I am trying to define a site/network status dashboard. It should show a heatmap of the health of the systems at a site or in the whole network. But what defines a healthy or “sick” system? What (small) set of metrics would be sufficient?
USE/RED:
SLO:
This is a really difficult question. some people like to see their sites idling, so less than 10% resource usage, some sites like to see their money working, so 70-80% usage. It depends on your philosophy, in most cases having a ceiling is going to be the limiting factor for the metric.

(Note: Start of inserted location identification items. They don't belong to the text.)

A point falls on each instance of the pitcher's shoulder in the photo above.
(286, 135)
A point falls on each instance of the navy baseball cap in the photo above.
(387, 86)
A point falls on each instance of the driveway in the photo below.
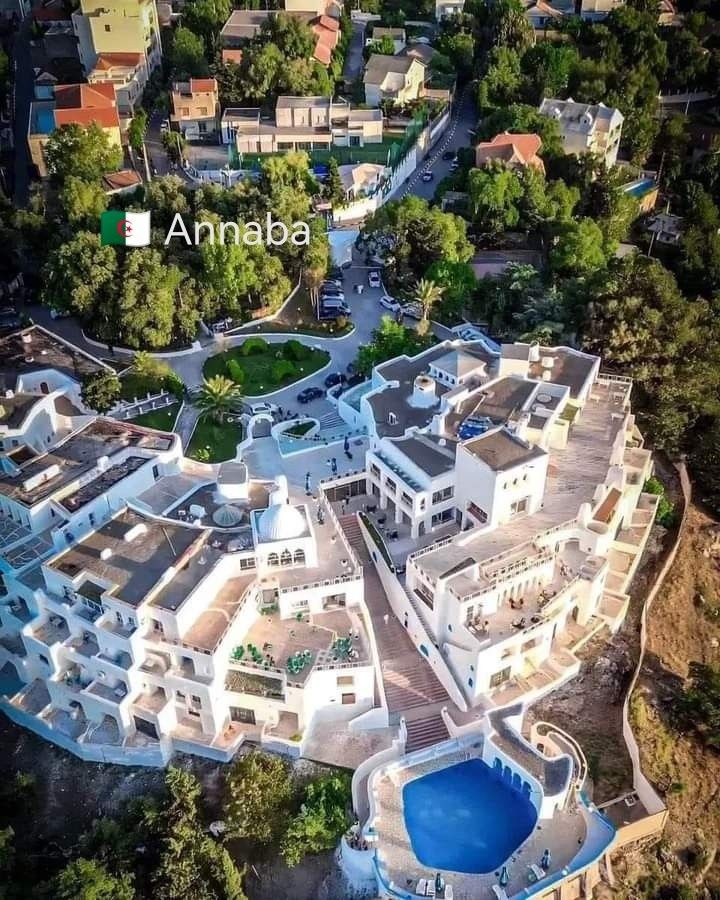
(458, 134)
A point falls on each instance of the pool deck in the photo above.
(562, 835)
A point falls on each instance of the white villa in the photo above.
(155, 604)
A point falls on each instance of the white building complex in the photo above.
(155, 604)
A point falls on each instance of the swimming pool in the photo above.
(466, 818)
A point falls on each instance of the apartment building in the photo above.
(195, 107)
(302, 123)
(118, 43)
(71, 104)
(399, 79)
(586, 128)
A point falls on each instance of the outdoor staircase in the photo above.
(425, 732)
(408, 679)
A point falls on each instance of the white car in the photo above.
(262, 407)
(412, 310)
(389, 303)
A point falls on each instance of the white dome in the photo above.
(281, 522)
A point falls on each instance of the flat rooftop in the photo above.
(572, 479)
(45, 475)
(34, 349)
(131, 566)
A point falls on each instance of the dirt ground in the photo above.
(70, 793)
(590, 706)
(680, 632)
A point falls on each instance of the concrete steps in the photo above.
(424, 732)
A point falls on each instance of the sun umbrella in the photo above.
(227, 516)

For example, if you have a cpu, 100% utilization is a bottleneck. Think of an engine with a rev counter or tachometer or tach. The gauge tells you when the engine is operating normally, by using green bands on the tach, same when it is rev’ing higher, the tach shows yellow, and when it is “redlining” it is operating much faster, higher than normal. In a daily driver, for fuel efficiency, longevity etc. you want the engine to be in the green, but racecar drivers, might want the engine in the red most of time, so it depends on your use case. But the max revolutions the engine can go without exploding, will be your limit. Then you can set your other thresholds below that. 90-100% cpu in the red, 70-80% in the orange, 60-70% yellow, and below that green, again depending on your use case. That way when you check your dashboard, you can see by the colours what is operating outside your parameters and acceptable thresholds. Same for networks, if you have a 1gb internet line, 100% saturation should indicate red, and you can scale down everything from there.

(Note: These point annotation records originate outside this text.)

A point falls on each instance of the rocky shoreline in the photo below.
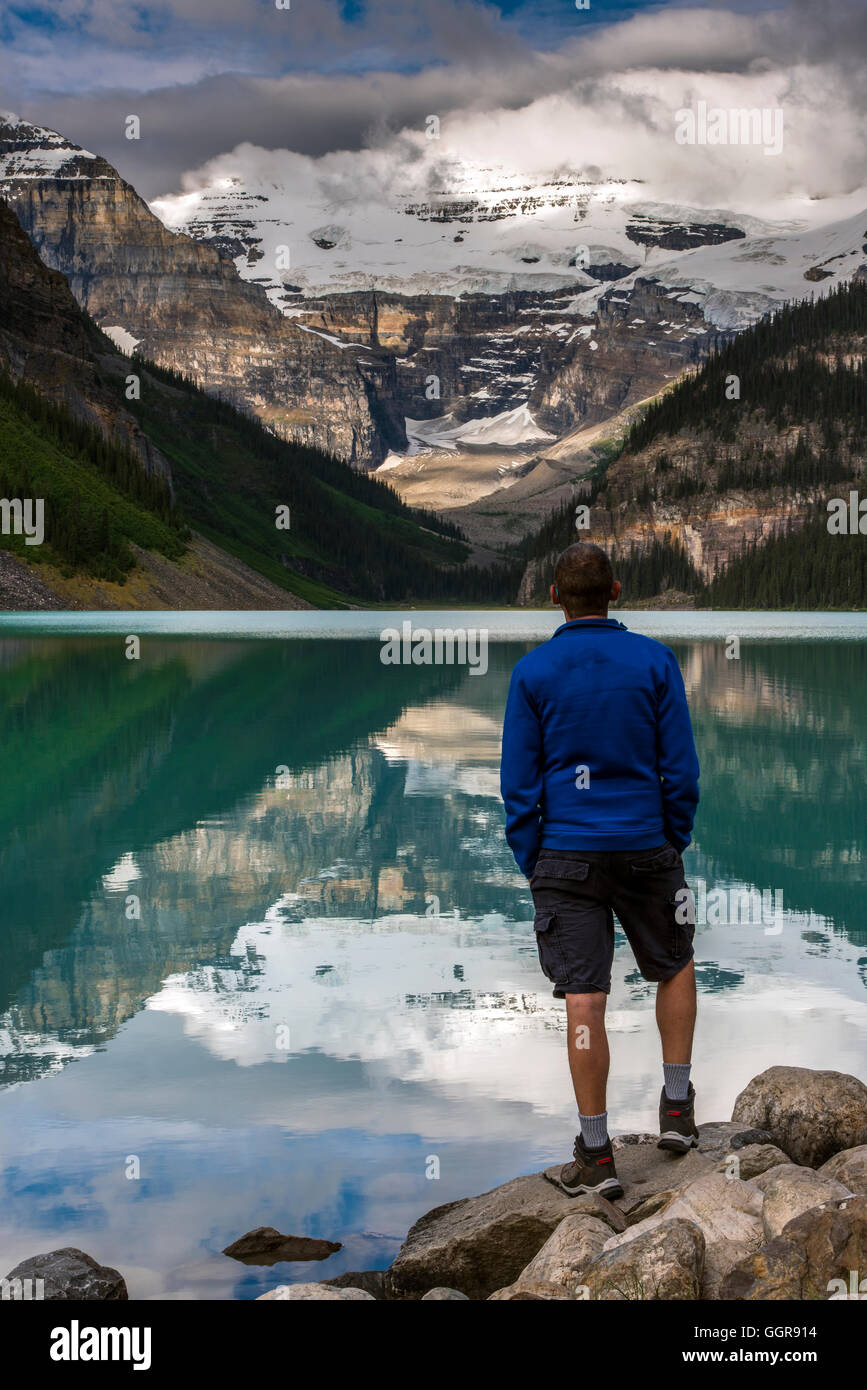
(771, 1205)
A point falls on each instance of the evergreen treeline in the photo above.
(320, 463)
(82, 439)
(782, 371)
(799, 569)
(649, 570)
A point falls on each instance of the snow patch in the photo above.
(507, 430)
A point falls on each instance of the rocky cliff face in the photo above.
(47, 341)
(182, 303)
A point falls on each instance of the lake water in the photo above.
(332, 977)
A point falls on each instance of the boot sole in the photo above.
(677, 1143)
(610, 1189)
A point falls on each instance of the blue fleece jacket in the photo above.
(598, 749)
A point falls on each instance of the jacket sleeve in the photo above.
(677, 758)
(521, 774)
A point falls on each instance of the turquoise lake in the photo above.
(266, 950)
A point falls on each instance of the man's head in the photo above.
(584, 581)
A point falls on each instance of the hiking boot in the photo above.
(677, 1123)
(592, 1171)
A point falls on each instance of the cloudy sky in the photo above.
(528, 85)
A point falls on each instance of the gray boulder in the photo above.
(373, 1282)
(820, 1254)
(566, 1251)
(727, 1212)
(532, 1292)
(71, 1273)
(645, 1169)
(663, 1264)
(482, 1243)
(809, 1115)
(849, 1168)
(752, 1161)
(313, 1293)
(789, 1190)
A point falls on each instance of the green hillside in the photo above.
(349, 533)
(795, 432)
(97, 498)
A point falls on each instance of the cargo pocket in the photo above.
(681, 908)
(560, 872)
(663, 861)
(550, 955)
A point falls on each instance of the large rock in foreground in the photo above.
(809, 1115)
(819, 1255)
(727, 1212)
(791, 1190)
(482, 1243)
(664, 1264)
(564, 1254)
(71, 1273)
(849, 1168)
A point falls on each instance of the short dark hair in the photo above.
(584, 578)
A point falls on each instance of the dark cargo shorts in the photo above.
(575, 895)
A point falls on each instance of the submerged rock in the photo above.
(809, 1115)
(71, 1273)
(310, 1293)
(266, 1246)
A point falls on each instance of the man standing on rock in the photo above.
(600, 783)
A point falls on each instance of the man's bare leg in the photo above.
(675, 1014)
(588, 1050)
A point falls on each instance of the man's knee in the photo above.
(587, 1005)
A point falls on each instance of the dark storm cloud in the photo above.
(414, 59)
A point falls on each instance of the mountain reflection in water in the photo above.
(334, 970)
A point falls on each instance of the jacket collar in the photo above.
(591, 622)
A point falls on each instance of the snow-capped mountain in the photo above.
(489, 232)
(531, 307)
(427, 310)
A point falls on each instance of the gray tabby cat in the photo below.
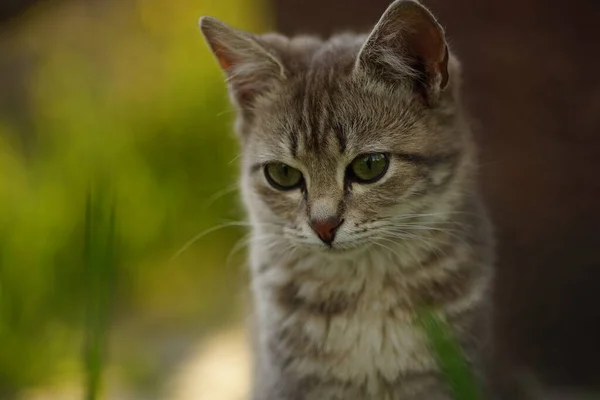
(358, 175)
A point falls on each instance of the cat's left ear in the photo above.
(407, 42)
(249, 66)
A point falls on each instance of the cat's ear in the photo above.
(407, 41)
(249, 66)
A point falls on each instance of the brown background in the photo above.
(531, 81)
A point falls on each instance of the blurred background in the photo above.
(121, 248)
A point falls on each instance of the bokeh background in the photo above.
(121, 241)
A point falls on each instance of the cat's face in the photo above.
(341, 139)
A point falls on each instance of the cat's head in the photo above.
(344, 138)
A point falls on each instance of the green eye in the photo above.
(369, 168)
(282, 176)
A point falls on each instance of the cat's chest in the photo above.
(369, 340)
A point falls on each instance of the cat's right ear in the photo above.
(249, 66)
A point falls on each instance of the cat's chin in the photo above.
(340, 251)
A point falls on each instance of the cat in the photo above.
(359, 180)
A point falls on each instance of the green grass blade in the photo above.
(450, 358)
(100, 272)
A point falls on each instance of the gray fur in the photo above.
(338, 322)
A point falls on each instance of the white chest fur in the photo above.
(373, 339)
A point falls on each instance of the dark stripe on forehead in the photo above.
(428, 160)
(340, 135)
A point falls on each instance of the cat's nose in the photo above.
(326, 228)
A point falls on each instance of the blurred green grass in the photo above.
(123, 92)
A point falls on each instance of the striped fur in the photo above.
(337, 322)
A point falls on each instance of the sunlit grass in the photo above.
(100, 269)
(450, 357)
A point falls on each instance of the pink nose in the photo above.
(326, 229)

The four golden signals are latency, traffic, errors and saturation.
Latency, how long does it take to do something. Sign on to an application, consume a webservice, download a file etc. gather these metrics for a period of time, get a baseline or benchmark and configure your thresholds to indicate red when higher than normal, or green when normal or below.
Traffic, how much demand there is, read and write on your network switches, read and write on your disks, how many people logged in, how many transactions per second etc. get a feel for normal and indicate when you are above or below the norm.
Errors, how many errors are “normal”, how many errors can you tolerate, what classifies as an error, are errors being tracked, recorded or actioned in anyway. You can monitor switches, app servers, applications, os logs etc. to get the errors.
Saturation, how full is your system. Full as in terms of resource utilization, does your system use 100% cpu, 100% disk throughput, network usage etc. How much disk is being used, and based on the current trend of usage, alert when it’s filling up to 80% or more depending on the disk size.
Going back to a car, the engine is both very complicated and very simple at the same time, but the user of the car only gets presented with a speedometer, a rev counter, an oil pressure gauge, an engine temperature gauge and a check engine light, which is a catchall for a lot of other things. So just with a couple of gauges, you can determine the health of a very complicated system. It really depends on your use case…